Overseas investors are showing signs of reducing their exposure to Chinese corporate debt. A fund manager at a foreign investment company says he will slash the firm's investment in Chinese corporate bonds with low credit ratings.
Yields on so-called high-yield corporate bonds, which are rated below investment grade, are surging. Chinese dollar-denominated high-yield bonds yielded 10.1% per year on average on June 15, registering a reading above 10% for the first time in about 13 months, according to the Intercontinental Exchange. This stands in sharp contrast with the global average yield of below 5% for such speculative-grade bonds.

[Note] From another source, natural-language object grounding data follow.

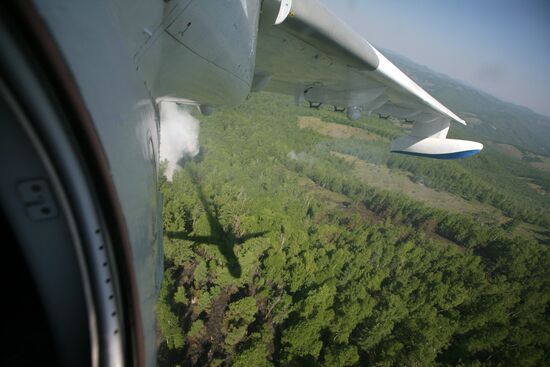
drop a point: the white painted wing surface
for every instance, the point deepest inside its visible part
(314, 56)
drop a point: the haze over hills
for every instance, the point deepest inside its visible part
(489, 119)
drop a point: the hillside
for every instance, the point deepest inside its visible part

Some SOEs have also been hit by credit downgrades by credit-rating companies. Chinese real estate giant China Evergrande Group's credit ratings were lowered by both Fitch Ratings and Moody's Investor Service in June. These moves sent yields on the company's bonds soaring above 20%, irrespective of their maturity dates.
The spate of SOE defaults is also hurting the creditworthiness of private-sector firms. Chinese retailer Suning.com, which attracted global attention in 2016 by acquiring Italian Serie A leader Inter Milan, has been one notable casualty of the trend.
The company's financial health has deteriorated due to reckless expansion in recent years. Investors have grown increasingly uneasy about its ability to pay back debt.
Chinese companies will face major tests of their financial health in the next couple of years, with $2.14 trillion of bonds maturing by 2023, 60% more than the value of bonds that came due from 2018 to 2020.
The Xi government is seeking to weed out SOEs burdened by excessive debt without causing serious turmoil in financial markets through a managed debt workout.
But investors have responded to the campaign by rushing out of junk bonds. If this causes a credit squeeze for a large number of Chinese companies, the nation's economy could take a massive hit, derailing Beijing's strategy for a soft landing.
"If a sharp increase in corporate bond defaults leads to a further rise in bond yields and other broader repercussions in markets, the Chinese government will start providing direct and indirect support (to debt-heavy SOEs)," Daiwa's Saito predicted.
Koichi Fujishiro, chief economist at Dai-ichi Life Research Institute, warned that slower investment growth in China could dampen global exports to the huge market and make a big dent in global economic growth.